Looking at the reverse side of the bell housing, you can see the input shaft oil seal, this took a bit of work to get out and to replace, screwdriver to bash the old one out, and a bit of dowel to tap the new one in, mine distorted a bit as I did this, but I was able to bend it back into shape with a driver once I had it in place:

DCP_2809.JPG


When reassembling use sealant to prevent any leaks, I used Locktite, not sure if it's the right one, it's an anerobic sealant, was the same colour and they use it all the time on the machine gaskets at work, I'll post the product details later if anyones interested:
DCP_2818.JPG


(we were a bit too liberal in this picture):
DCP_2832.JPG


To refit the box, just reverse the process above, good luck!

Bearings bottom and seals top, new to the left, old to the right, inner race of old bearing pitted from grinding, bearing walls non-existant, replacement part for a Punto Mk2 1.2 8v engine is an SKF explorer 6204-2RSH, same as OE part and purchased from
1
http://cgi.ebay.co.uk/ws/eBayISAPI.dll?ViewItem&rd=1&item=230260988866&ssPageName=STRK:MEWN:IT&ih=013, I have no idea about gearboxes or bearings for them I simply rang the bloke in the advert for part information:

DCP_2808.JPG


Hope this helps!

Just did a quick search and it seems they're a lot cheaper to buy elsewhere, the benefit of hindsight!

http://www.bearing-king.co.uk/product/538
 
Last edited:
This post contains affiliate links which may earn a commission at no additional cost to you.
I noticed above in original article that the input shaft replacement bearing was quoted to be SKF explorer 6204-2RSH, but then also Mr Wild linked to the following bearing 6204-2RSR-C3 (The C3 part means it has extra clearence for hotter running).

Can anybody confirm the exact code for the 1.2 Fiat Punto 8v, as I am pretty sure I have the same problem and fancy giving this a go myself.
 
excellent find thanks mr wild and whitsei for raising the dead

now saved for future reference:)

I've book marked this thread too
i found it while talking in a recent thread of mine :) (linked it there)

Whitesei is right tho - we need this Sticky'd

If anybody does do it - more pictures and how they did would also come REALLY Really Handy :)

As Several version on such a common problem is always really good

Ziggy
 
Without going on too much lol, this thread has definitely convinced me that even I can do it :)

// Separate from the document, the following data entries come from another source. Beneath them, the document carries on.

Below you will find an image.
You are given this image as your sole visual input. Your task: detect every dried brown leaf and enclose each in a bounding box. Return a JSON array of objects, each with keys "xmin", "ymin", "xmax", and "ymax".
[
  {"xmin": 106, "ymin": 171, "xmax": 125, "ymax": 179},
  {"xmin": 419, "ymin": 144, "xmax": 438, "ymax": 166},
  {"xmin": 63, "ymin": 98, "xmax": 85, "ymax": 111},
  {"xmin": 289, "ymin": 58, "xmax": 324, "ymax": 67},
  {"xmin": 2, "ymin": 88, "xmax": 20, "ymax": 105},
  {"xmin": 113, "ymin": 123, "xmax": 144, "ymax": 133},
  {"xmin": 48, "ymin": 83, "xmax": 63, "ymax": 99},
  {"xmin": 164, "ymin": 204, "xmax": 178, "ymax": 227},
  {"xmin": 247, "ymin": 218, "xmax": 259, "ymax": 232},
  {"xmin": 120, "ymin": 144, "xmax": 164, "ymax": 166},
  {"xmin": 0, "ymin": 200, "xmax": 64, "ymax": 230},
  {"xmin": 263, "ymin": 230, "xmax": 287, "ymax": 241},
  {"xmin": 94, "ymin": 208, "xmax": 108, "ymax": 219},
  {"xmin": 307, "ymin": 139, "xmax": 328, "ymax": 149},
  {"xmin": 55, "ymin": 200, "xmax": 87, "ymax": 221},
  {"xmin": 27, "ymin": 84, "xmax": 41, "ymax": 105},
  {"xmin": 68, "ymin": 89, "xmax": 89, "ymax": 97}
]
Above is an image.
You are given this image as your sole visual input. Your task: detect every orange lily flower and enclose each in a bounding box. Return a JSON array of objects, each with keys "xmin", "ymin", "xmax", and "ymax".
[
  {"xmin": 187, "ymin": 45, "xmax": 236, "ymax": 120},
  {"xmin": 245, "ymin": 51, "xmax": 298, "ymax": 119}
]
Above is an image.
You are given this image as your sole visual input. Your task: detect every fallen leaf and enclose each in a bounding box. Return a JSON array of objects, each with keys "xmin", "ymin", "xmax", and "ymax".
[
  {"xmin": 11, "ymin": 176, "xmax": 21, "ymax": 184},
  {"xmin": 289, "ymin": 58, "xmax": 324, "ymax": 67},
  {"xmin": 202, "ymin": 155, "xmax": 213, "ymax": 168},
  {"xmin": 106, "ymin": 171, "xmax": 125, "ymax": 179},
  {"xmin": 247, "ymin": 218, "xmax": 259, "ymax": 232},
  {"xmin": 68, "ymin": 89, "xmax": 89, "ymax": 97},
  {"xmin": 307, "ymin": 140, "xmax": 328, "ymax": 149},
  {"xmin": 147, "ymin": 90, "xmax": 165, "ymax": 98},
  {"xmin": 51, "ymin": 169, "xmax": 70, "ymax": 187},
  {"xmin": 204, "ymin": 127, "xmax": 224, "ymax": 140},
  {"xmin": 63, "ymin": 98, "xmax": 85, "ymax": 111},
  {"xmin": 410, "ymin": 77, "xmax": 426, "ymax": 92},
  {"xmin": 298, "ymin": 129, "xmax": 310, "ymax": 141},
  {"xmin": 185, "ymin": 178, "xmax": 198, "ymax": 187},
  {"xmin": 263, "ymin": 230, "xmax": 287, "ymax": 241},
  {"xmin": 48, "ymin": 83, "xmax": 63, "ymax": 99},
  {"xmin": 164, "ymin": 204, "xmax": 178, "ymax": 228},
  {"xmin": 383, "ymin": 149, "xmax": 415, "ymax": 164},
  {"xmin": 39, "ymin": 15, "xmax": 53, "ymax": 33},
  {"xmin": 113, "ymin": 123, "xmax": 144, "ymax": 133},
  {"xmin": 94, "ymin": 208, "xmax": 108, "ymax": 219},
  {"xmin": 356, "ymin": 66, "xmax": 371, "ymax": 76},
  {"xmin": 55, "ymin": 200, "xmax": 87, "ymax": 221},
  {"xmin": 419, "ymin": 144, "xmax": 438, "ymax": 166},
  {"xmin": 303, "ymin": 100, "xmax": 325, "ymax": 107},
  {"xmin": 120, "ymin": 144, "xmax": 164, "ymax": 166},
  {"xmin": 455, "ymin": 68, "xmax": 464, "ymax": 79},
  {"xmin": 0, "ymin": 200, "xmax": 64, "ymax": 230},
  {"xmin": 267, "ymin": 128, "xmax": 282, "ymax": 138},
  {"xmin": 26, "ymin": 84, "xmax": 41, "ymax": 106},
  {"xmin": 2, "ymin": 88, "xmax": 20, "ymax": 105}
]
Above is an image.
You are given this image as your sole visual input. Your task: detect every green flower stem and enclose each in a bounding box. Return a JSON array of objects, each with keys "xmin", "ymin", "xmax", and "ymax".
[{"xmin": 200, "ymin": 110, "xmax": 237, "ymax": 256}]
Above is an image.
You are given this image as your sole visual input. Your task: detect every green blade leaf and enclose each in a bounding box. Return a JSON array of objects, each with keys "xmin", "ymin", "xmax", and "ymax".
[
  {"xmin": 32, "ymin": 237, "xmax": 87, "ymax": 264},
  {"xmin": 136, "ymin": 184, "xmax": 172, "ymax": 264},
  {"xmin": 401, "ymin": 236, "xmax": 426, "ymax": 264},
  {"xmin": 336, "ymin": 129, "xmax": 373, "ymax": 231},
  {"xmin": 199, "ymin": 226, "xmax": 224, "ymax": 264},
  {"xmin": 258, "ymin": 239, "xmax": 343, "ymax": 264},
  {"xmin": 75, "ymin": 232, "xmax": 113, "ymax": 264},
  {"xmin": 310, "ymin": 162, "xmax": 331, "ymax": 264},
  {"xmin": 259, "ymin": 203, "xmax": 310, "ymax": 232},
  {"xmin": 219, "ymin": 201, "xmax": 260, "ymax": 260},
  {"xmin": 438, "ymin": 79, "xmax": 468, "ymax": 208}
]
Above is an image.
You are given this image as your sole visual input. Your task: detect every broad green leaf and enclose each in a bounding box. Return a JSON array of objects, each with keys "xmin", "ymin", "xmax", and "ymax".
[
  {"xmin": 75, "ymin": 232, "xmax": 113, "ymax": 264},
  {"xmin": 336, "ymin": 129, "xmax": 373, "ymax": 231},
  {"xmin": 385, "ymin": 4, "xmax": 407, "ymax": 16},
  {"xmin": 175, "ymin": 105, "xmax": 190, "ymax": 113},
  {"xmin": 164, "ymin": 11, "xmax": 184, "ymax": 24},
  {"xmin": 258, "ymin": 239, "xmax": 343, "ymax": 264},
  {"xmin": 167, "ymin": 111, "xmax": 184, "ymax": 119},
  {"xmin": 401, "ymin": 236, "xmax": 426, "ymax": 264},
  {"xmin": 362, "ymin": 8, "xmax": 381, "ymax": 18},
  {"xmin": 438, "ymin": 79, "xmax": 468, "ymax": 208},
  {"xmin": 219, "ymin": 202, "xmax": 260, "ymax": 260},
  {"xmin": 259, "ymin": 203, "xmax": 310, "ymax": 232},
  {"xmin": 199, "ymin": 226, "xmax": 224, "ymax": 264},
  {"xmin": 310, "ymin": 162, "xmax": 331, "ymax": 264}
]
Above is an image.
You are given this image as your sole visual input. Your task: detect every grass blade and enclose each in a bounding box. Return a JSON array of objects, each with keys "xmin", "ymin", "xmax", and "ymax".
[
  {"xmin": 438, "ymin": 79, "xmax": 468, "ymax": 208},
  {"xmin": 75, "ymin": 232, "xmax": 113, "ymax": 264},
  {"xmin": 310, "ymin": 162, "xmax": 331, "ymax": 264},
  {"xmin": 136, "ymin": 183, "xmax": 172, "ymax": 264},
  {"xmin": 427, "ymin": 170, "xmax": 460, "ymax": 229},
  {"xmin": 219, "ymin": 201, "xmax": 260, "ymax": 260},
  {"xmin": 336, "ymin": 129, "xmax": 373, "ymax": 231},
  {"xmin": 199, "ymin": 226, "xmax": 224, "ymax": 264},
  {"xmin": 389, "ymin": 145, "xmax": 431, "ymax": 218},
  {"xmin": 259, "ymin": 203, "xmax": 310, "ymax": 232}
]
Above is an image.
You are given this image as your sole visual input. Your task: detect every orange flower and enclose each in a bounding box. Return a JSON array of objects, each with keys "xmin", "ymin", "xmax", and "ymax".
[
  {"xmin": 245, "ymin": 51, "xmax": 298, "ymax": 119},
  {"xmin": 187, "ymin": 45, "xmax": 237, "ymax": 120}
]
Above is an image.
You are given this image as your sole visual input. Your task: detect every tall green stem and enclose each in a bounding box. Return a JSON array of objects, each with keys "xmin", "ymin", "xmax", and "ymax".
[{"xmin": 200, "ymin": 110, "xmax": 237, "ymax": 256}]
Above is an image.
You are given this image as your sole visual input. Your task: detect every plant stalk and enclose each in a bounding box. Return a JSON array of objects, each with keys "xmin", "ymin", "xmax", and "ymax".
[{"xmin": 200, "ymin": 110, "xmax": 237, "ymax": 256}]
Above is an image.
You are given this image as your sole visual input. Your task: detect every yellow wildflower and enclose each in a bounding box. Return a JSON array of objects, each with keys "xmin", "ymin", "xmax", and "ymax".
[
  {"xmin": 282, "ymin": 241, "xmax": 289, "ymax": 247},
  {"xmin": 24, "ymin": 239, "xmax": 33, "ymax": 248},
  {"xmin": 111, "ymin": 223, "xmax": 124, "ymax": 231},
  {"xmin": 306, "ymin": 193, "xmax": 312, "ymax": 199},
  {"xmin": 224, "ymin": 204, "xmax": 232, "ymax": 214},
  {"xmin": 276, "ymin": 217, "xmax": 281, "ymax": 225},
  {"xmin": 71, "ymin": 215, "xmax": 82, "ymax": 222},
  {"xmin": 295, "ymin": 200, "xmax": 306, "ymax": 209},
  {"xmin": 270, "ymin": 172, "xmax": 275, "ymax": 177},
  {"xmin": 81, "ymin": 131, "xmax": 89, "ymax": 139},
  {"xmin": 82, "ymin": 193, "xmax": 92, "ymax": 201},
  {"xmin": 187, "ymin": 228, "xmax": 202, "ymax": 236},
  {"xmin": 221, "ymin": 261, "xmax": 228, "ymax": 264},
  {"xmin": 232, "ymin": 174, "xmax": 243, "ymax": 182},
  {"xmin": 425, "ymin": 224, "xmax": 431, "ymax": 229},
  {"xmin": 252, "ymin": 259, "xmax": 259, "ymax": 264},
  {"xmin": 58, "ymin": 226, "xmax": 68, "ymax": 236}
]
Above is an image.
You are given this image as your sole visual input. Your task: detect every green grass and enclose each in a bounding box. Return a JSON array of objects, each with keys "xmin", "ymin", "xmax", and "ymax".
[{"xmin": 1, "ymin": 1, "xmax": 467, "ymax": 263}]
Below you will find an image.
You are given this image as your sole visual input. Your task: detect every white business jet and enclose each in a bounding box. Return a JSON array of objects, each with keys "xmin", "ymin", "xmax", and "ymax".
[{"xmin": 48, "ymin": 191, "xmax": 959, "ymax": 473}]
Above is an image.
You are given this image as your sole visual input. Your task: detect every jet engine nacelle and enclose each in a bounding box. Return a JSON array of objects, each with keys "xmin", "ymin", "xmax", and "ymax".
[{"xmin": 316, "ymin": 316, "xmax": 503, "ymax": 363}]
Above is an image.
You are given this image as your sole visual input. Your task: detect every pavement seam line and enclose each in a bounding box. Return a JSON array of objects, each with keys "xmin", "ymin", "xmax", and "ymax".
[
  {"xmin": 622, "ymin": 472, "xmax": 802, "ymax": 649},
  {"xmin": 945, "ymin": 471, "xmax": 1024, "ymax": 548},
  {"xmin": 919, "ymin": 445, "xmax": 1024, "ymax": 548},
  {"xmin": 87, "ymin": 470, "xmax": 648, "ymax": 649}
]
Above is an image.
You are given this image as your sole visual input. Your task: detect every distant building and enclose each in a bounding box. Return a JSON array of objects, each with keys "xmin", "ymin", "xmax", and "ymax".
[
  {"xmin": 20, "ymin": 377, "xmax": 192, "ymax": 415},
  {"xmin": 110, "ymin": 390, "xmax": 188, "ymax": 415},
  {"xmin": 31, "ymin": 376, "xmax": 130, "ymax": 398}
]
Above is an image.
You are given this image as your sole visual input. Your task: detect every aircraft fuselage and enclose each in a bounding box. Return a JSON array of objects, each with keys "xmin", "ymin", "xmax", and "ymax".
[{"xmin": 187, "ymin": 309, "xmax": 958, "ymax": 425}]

Great find Ziggy and well done to Mr Wild too :)
 
Ziggy, I would get the original bearing type, but certainly talk to the bearing suppliers. They might be able to offer something stronger that can better handle the loads. I've done this with bike wheel bearings and usually been told the OEM I took in as a pattern was actually really cheap & nasty.

Though, Mr Wild said his bearing was pitted and breaking up. Pitting usually means corrosion so could the root cause be condensation? I've not idea if it is but (if one can be found) a corrosion resistant bearing of the same mechanical spec might be a better choice.
 
Ironic thing is - went to the mechanic today - he's said yes input bearing shaft :(

LUCKILY! he had a bloke in 2007 who had a punto who had same problem - but the car never made it as it was wrote off

So sat there ready and waiting is a 1.2 Bearing and Seal :)

Okay i cant do the work :( - BUT Atleast the correct parts are already there :)

Ziggy
 
When I've done these I usually take the end casing off and remove 5th gear etc., take the main casing off the bellhousing and remove input shaft. It's a bit more work, but sometimes the inner bearing race can be very tight on the shaft and it enables you to suport the shaft in a vice to drive it off(and replace) Now I've done a few I can do the job in about an hour.